That said, we had a lovely birthday celebration yesterday. All day long yesterday I thought about the ten years of my eldest granddaughter's life. It was a melancholic look back. The ten years of her little life have been filled with horrible alcoholic devastation. But she is a happy, healthy, funny, affectionate little girl. Maybe she (and her 6 year old sister) have had enough people to love her and step in when stepping in was called for. I don't know. It is just sad what has happened in her life.
Lately I have gotten "stuck" on some childhood stuff that I never before gave much thought. (how many layers can an onion possibly have???) We get wounded and carry these things around with us for decades and decades.
When I got sober I suffered the common delusion that I had not greatly effected my family. It took me years to see what my ailment and its attendant behavior had cost my family. The price was high.

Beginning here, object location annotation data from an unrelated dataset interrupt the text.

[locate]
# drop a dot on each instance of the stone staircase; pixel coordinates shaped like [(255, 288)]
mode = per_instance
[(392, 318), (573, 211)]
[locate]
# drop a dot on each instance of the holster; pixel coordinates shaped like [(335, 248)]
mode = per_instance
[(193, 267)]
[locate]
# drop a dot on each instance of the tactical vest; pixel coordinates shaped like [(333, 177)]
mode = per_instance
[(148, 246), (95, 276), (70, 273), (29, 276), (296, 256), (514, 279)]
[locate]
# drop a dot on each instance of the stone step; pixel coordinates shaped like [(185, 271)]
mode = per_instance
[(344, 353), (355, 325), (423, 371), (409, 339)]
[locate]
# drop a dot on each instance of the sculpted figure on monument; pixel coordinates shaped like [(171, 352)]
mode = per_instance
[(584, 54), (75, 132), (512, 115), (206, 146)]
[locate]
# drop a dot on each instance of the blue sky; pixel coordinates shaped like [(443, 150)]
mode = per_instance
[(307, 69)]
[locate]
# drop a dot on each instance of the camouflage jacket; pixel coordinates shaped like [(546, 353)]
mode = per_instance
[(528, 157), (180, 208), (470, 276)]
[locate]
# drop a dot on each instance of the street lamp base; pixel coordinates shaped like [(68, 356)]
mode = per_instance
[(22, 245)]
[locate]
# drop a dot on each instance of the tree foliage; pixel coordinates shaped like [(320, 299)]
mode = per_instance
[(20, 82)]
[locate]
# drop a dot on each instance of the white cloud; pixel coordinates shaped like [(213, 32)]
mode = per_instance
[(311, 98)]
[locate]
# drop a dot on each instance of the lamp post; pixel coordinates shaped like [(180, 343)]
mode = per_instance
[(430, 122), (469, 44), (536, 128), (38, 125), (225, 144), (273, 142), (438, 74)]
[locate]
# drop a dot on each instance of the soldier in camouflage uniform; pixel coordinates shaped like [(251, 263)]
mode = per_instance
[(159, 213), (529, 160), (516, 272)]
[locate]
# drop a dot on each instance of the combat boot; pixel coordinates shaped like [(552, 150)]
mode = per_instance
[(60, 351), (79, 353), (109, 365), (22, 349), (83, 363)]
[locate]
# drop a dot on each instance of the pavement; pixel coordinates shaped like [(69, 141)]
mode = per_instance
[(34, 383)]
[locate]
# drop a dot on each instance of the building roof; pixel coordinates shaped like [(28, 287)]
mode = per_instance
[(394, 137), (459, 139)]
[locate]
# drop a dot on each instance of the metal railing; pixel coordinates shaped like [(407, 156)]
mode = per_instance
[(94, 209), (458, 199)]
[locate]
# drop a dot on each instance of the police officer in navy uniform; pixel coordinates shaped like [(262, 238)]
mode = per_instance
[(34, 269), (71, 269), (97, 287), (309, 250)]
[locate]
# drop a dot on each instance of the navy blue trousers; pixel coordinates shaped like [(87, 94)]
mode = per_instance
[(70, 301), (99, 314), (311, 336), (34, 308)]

And it was paid by those who should never have paid.
"We feel a man is unthinking when he says that sobriety is enough. He is like the farmer who came up out of his cyclone cellar to find his home ruined. To his wife, he remarked, 'Don't see anything the matter here, Ma. Ain't it grand the wind stopped blowin'?'" -- Alcoholics Anonymous, p. 82
But I know that we also live worthy lives, despite history, genetics, and disease. God will never leave me unaided. I have the twelve steps of Alcoholics Anonymous. I have an entire fellowship of which to avail myself. I live in the hope and reality of recovery and a new life.